Esophageal dysmotility and lung disease in patients with systemic sclerosis: is there a possible association or correlation? A retrospective chart review.

OBJECTIVE: Our aim was to evaluate the relationship between esophageal dysmotility and lung disease by correlating the results of Echocardiogram and Pulmonary Function Test (PFT) with Esophageal Transit Study (ETT). METHODS: Charts of Systemic Sclerosis (SSc) patients fulfilling 2013 ACR/EULAR classification criteria seen in Rheumatology clinics were reviewed and their demographics, ETT result, PFT, and echocardiogram data were collected at baseline, years 1, 3, 5, and 10. Patients were divided based on their ETT status and were compared with respect to each variable using a two-sided two-sample t test for continuous variables and a Fisher's exact test for categorical variables. RESULTS: 130 patients were identified with either limited cutaneous SSc (109) or diffuse cutaneous SSc (21) with a mean age of 52.65 years.
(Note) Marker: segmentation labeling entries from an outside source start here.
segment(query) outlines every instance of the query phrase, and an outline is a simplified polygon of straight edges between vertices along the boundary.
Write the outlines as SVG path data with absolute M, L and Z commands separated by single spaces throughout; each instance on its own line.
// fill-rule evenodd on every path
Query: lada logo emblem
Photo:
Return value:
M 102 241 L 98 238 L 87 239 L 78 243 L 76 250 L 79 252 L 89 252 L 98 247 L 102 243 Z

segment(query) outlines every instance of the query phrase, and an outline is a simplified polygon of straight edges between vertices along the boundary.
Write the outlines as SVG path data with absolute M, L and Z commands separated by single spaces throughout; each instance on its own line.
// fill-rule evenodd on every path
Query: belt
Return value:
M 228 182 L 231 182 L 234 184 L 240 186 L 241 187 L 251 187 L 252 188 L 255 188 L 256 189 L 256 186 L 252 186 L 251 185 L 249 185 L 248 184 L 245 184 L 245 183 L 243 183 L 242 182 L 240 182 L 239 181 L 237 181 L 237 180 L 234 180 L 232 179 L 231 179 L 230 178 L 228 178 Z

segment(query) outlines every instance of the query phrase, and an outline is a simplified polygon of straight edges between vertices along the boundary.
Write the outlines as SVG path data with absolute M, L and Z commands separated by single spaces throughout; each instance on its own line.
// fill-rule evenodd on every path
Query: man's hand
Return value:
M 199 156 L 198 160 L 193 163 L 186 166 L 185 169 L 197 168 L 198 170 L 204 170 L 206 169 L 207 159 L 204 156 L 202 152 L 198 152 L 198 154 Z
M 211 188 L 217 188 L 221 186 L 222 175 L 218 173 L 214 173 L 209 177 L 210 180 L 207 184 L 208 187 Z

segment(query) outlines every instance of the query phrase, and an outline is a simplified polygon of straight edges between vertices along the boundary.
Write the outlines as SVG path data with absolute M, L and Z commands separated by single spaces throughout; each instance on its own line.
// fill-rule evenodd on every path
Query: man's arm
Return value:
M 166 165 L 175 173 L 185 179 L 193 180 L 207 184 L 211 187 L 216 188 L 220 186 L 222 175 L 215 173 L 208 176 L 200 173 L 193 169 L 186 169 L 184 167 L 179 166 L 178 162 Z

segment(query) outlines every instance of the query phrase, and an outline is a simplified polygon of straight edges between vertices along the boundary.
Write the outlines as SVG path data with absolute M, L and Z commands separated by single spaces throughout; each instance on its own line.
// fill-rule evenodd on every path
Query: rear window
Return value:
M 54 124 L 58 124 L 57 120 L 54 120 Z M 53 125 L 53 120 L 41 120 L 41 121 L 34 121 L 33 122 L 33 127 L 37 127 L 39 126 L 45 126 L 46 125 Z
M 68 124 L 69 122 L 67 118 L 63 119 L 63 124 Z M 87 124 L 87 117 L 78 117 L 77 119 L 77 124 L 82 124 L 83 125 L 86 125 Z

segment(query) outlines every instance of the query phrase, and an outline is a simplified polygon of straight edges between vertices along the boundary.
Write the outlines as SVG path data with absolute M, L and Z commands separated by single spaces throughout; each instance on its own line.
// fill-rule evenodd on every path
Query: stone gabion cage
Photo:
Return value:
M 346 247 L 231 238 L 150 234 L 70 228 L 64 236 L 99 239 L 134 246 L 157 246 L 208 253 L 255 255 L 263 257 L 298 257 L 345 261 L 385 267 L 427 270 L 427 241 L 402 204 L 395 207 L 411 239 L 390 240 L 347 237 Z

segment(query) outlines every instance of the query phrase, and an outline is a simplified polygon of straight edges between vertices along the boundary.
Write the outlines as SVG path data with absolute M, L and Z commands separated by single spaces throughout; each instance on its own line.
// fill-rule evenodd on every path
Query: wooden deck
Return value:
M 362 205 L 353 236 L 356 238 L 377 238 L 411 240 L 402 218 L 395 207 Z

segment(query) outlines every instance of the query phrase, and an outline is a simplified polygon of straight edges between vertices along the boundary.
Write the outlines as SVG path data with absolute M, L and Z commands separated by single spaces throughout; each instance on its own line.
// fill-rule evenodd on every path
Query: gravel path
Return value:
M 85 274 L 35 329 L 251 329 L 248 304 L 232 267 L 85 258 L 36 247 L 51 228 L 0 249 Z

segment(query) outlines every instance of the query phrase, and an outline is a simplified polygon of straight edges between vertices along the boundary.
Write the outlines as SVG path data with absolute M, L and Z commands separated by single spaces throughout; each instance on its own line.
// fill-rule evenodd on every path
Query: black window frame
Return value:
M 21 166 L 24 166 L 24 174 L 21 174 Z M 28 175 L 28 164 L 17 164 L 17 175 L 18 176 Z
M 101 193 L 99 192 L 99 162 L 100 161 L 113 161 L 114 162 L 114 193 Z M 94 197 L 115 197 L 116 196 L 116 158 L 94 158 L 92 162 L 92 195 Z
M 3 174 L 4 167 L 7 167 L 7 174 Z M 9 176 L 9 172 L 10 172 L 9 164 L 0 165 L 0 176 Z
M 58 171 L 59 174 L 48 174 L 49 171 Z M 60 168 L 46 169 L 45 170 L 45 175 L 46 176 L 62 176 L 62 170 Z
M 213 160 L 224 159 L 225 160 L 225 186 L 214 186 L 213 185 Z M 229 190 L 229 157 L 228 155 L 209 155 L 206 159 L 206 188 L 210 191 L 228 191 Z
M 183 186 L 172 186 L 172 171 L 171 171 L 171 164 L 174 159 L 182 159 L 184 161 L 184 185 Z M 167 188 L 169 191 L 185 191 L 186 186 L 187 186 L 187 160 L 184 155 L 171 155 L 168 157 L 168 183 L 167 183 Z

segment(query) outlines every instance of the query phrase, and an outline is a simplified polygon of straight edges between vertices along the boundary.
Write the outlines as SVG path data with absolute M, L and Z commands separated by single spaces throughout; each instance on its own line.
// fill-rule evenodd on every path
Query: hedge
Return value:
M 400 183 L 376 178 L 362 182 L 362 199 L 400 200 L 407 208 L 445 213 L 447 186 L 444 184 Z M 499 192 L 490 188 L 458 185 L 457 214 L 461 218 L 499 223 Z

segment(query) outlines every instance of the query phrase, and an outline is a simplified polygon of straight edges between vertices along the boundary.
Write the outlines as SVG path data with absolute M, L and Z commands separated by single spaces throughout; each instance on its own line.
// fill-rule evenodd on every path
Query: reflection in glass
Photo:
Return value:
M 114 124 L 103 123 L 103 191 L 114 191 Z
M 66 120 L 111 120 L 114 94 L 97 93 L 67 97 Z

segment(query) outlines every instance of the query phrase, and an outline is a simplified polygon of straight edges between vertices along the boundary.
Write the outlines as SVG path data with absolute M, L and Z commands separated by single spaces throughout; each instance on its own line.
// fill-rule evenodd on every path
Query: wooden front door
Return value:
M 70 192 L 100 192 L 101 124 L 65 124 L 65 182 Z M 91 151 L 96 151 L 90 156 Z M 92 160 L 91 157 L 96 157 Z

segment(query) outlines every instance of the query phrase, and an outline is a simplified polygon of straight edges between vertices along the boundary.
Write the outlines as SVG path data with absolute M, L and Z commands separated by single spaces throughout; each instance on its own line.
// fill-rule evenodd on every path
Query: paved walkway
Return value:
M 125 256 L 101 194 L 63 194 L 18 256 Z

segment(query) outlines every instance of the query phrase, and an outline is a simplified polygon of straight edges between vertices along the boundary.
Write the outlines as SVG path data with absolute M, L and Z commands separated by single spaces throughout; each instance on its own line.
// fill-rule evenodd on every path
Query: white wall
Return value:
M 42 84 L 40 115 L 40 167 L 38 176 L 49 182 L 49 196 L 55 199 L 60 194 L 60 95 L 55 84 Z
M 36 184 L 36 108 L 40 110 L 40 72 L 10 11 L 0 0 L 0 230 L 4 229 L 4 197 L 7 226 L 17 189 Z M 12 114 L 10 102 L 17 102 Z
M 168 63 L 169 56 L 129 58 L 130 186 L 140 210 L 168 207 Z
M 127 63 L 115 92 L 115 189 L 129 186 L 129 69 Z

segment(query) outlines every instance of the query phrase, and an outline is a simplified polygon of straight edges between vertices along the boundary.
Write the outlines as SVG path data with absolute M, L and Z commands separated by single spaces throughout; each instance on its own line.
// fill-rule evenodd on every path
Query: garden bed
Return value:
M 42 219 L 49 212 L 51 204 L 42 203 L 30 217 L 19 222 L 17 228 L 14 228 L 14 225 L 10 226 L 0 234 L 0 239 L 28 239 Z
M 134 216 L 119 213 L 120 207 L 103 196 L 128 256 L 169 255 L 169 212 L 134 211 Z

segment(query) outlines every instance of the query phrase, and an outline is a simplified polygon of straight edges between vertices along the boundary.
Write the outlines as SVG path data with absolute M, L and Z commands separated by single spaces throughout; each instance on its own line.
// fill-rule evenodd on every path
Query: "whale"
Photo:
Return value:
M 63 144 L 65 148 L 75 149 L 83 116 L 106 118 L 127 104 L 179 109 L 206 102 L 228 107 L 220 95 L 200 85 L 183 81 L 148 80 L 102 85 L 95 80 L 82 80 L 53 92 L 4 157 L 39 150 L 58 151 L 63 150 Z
The mean DLCO was statistically worse in abnormal ETT patients [p value = 0.0004] as were the progression rates per year for DLCO at - 2.25 (p value = 0.019). Progression rate of FVC per year was statistically significant in the abnormal ETT group, although the mean value was not. The number of patients with abnormal PASP was not statistically different between the two groups (p values 0.104, 0.178, 0.653 at baseline, years 3 and 5, respectively). CONCLUSION: The presence of esophageal dysmotility was associated with increased pulmonary involvement in the form of abnormal DLCO with worsening progression rates per year. There was no statistically significant difference in PASP and FVC between the two groups; however, the progression rate for FVC was worse in adjusted models.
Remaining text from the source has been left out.